103. Utopia (Lincoln Child)

Sunday, July 11, 2010
Plot summary from Lincoln Child's official website:

Rising out of the stony canyons of Nevada, Utopia is a world on the cutting edge of technology. A theme park attracting 65,000 visitors each day, its dazzling array of robots and futuristic holograms make it a worldwide sensation. But ominous mishaps are beginning to disrupt the once flawless technology. A friendly robot goes haywire, causing panic, and a popular roller coaster malfunctions, nearly killing a teenaged rider. Dr. Andrew Warne, the brilliant computer engineer who designed much of the park’s robotics, is summoned from the East Coast to get things back on track.

On the day Warne arrives, however, Utopia is caught in the grip of something far more sinister. A group of ruthless criminals has infiltrated the park’s computerized infrastructure, giving them complete access to all of Utopia’s attractions and systems. Their communication begins with a simple and dire warning: If their demands are met, none of the 65,000 people in the park that day will ever know they were there; if not, chaos will descend, and every man, woman, and child will become a target. As one of the brains behind Utopia, Warne finds himself thrust into a role he never imagined–trying to save the lives of thousands of innocent people. And as the minutes tick away, Warne’s struggle to outsmart his opponents grows ever more urgent, for his only daughter is among the unsuspecting crowds in the park.

Yet another familiar author on this blog. Like my weird taste for James Rollins' cheesy novels, I'm developing quite the taste for Lincoln Child. Not a huge fan of most of his collaborations with longtime literary partner, Douglas Preston, but his individual work keeps me entertained. When I first read a blurb about this book, it didn't mention anything about "ruthless criminals" or cyber terrorists - the hook for me was the robots gone amok. Who doesn't like a "good robot gone bad" story? Turns out, the story's not really about the robots which was disappointing, and I had a revelation half way through the book about the real identity of 'John Doe' which turned out to be all in my head (also disappointing...it would have made a great plot twist).

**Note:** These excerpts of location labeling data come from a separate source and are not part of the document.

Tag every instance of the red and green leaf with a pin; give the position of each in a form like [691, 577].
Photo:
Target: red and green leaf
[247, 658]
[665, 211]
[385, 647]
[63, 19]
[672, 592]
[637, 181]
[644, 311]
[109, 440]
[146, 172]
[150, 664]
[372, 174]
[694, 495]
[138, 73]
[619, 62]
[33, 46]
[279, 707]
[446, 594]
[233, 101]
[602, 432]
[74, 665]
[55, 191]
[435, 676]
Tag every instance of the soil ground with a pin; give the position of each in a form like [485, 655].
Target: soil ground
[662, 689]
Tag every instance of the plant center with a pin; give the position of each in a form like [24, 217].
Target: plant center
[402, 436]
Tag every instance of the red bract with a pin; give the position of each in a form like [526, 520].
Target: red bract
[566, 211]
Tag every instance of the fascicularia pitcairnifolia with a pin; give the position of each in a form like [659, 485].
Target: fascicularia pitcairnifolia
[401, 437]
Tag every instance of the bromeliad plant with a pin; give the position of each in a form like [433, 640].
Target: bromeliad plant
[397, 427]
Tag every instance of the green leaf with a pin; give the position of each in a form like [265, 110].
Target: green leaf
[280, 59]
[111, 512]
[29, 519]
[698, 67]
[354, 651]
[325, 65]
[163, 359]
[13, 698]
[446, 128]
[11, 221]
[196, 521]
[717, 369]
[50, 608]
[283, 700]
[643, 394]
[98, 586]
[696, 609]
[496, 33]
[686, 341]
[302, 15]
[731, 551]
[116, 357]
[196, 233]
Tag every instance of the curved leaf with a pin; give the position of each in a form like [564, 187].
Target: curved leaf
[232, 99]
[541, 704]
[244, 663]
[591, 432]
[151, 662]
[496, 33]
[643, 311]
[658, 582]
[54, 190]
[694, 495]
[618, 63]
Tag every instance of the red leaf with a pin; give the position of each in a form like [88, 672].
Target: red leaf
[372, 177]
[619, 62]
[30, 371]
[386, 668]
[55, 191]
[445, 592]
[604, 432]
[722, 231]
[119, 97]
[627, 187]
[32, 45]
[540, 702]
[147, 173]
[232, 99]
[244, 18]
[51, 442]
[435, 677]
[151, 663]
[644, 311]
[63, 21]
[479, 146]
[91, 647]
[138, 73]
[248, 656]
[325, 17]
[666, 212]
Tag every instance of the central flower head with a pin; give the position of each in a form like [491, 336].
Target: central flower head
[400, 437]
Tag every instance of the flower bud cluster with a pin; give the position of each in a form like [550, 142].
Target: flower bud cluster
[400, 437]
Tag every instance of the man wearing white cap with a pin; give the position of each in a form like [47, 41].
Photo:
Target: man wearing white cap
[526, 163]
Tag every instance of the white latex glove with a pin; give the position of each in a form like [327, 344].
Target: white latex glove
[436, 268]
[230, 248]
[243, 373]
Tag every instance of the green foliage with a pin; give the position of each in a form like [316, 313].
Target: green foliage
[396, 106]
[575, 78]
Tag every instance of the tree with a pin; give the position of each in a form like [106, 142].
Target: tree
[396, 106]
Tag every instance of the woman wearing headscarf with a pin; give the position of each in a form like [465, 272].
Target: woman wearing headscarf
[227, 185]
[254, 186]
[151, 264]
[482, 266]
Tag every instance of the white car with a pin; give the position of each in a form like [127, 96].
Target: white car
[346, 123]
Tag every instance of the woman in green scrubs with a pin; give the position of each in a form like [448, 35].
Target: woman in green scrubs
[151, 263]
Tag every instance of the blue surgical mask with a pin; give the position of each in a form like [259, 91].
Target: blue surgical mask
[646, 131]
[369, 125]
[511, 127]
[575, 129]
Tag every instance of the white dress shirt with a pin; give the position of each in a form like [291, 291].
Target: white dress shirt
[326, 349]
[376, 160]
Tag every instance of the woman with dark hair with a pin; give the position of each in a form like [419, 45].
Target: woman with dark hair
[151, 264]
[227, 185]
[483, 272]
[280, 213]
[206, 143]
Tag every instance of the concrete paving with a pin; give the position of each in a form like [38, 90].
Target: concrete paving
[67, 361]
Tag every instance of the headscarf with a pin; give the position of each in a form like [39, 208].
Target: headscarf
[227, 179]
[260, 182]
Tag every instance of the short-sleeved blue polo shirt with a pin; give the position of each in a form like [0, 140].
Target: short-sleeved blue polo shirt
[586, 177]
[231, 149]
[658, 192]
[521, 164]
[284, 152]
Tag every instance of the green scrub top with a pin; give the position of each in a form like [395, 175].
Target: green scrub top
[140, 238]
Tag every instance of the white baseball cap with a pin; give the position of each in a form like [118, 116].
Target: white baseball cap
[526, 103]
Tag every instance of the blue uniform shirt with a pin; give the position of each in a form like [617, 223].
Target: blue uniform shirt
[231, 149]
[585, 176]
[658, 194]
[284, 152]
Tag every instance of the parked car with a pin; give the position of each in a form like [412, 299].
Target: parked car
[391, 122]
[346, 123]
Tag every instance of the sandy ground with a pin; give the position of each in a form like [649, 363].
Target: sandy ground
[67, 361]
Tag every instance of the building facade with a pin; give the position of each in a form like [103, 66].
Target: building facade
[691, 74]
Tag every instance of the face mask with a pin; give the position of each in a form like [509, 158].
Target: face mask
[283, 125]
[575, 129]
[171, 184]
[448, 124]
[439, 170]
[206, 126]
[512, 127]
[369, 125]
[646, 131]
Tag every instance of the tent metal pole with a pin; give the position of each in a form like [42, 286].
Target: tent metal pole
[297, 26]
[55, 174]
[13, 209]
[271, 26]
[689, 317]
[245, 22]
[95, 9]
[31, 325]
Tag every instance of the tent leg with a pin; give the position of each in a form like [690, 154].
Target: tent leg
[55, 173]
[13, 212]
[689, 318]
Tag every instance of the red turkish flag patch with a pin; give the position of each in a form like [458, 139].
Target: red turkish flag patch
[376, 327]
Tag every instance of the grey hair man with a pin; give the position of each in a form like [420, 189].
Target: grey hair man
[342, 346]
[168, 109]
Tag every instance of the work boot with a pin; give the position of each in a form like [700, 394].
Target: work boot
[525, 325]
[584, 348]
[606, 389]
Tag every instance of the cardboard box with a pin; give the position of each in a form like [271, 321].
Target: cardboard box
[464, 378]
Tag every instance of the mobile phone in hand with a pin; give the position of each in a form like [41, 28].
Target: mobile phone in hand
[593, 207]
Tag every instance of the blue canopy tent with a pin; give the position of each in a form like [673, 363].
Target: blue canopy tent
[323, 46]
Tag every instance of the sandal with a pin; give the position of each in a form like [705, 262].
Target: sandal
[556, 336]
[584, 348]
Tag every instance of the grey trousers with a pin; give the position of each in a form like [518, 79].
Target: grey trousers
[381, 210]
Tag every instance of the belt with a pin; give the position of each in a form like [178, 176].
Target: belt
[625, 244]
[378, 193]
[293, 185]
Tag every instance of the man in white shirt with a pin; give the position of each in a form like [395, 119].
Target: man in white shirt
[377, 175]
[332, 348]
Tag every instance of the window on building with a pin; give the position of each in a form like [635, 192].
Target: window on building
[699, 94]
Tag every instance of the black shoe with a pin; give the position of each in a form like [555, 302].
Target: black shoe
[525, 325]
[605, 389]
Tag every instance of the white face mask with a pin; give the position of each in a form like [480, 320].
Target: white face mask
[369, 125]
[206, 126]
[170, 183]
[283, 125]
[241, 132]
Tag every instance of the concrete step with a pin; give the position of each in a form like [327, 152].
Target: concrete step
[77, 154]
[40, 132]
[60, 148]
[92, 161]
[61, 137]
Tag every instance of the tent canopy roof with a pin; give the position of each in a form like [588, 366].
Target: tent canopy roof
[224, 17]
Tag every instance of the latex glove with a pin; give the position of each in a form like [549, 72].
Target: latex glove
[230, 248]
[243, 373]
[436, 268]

Child's novels seem (as do Rollins') written for the big screen - not surprising given the fact that both authors have had novels turned into feature films (or written screenplays). As usual, I'll recommend this one but I'm not going to push that anyone else reads it. I consider it thriller-fluff. No more exciting or thrilling than most of the genre out there. Mind you, that might just make it perfect summer reading. If you're heading to the beach, the cabin, or camping with friends and need something light on the old grey matter to read, pack a copy in your bag.